In the Muir Russell report, Richard Horton observed that orthodox medicine “mostly rejects” papers that invoke invisible pathways (meridians of qi):
For example, the world of complementary and alternative medicine (CAM) divides the medical community. Orthodox medicine mostly rejects papers about reflexology, iridology, and acupuncture treatment that invokes invisible pathways (meridians) of qi. CAM is served by a separate class of journals that have little overlap with the more mainstream medical literature. In this instance, ideas are incommensurable.
Unfortunately, the climate science community has been far more accommodating to the paleoclimate equivalent of alternative statistics, into orthodox journals. The wider climate science “community” is placed in the awkward position of trying to reassure the public that other parts of their field are, in fact, based on science, while, at the same time, not only not disavowing, but actively defending paleo-phrenologists and the meridians of qi converging on bristlecones in California and the magic larches in Yamal. Given that strip bark bulges, which are mostly likely merely mechanical, are interpreted as expressions not just of local temperature and precipitation but of world “instrumental training patterns” or “climate fields”, phrenology is a surprisingly apt term.
The problems of strip bark standardization were being discussed in the thread where Climategate was first mentioned – a thread which contains relevant illustrations of the problems in trying to fit strip bark bulges into any statistical framework – let alone the statistical framework stated to underpin MBH98. The picture below shows the sort of phrenological bulge that underpins the strip bark Hockey Stick – see here for further discussion.) There is convincing evidence that such bulges are present in strip bark chronologies – one of the reasons why the NAS panel said that they should be avoided in temperature reconstructions. Gavin and Tamino can huff and puff all they want about the 4th principal component, but this is the sort of data that they are importing under the guise of the “right” number of principal components.

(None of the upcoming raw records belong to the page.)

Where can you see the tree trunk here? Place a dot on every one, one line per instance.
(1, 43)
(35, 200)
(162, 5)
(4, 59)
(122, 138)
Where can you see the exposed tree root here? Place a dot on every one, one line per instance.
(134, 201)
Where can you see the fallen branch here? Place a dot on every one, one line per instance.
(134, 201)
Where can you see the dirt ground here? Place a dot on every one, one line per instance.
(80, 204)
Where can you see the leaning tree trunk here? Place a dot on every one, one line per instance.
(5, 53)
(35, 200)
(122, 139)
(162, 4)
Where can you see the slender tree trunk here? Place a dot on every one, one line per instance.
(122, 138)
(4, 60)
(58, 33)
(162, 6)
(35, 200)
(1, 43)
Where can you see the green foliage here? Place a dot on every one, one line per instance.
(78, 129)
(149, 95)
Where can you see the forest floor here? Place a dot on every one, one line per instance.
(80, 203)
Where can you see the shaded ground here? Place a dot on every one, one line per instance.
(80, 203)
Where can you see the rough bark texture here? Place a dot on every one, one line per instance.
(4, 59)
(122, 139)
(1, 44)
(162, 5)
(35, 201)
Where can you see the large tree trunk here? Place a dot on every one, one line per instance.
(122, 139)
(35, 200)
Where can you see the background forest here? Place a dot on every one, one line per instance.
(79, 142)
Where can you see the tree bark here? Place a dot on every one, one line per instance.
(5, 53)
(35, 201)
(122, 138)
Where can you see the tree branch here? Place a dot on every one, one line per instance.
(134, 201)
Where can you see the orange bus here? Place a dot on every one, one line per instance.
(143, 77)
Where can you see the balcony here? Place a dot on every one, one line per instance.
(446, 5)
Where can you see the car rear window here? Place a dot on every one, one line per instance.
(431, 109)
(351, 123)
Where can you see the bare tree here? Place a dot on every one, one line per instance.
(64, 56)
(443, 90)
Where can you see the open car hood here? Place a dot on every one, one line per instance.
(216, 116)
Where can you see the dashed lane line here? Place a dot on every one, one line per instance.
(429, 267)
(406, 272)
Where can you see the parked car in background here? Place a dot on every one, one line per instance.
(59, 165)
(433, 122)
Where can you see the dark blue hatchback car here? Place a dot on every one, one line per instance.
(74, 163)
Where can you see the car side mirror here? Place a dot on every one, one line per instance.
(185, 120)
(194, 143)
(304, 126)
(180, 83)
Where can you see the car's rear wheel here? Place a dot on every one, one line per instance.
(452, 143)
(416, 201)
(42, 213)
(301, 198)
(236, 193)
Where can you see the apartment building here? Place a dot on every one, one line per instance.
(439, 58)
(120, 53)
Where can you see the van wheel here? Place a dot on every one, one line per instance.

All their talk about the “right” number of principal components is simply sleight-of-hand to confuse you – when you watch the pea, the entire purpose of the high-falutin talk about principal components is to “get” strip bark bulges into the reconstruction.
This is an old debate, but the only thing that the Team moves is the pea under the thimble.
Implicit in our approach are at least three fundamental assumptions. (1) The indicators in our multiproxy trainee network are linearly related to one or more of the instrumental training patterns. In the relatively unlikely event that a proxy indicator represents a truly local climate phenomenon which is uncorrelated with larger scale climate variations, or represents a highly nonlinear response to climate variations, this assumption will not be satisfied.
This, of course, is a large part of the problem with strip bark bristlecones (and YAD061 and its cousins.) Actually, the problem with strip bark trees looks even worse – it seems very possible, even likely, that the 6-sigma bulges in strip bark widths are purely mechanical, arising from the formation of strip bark itself. However, these 6-sigma bulges become proof in the hands of paleo-phreonologists using their own alternative statistics.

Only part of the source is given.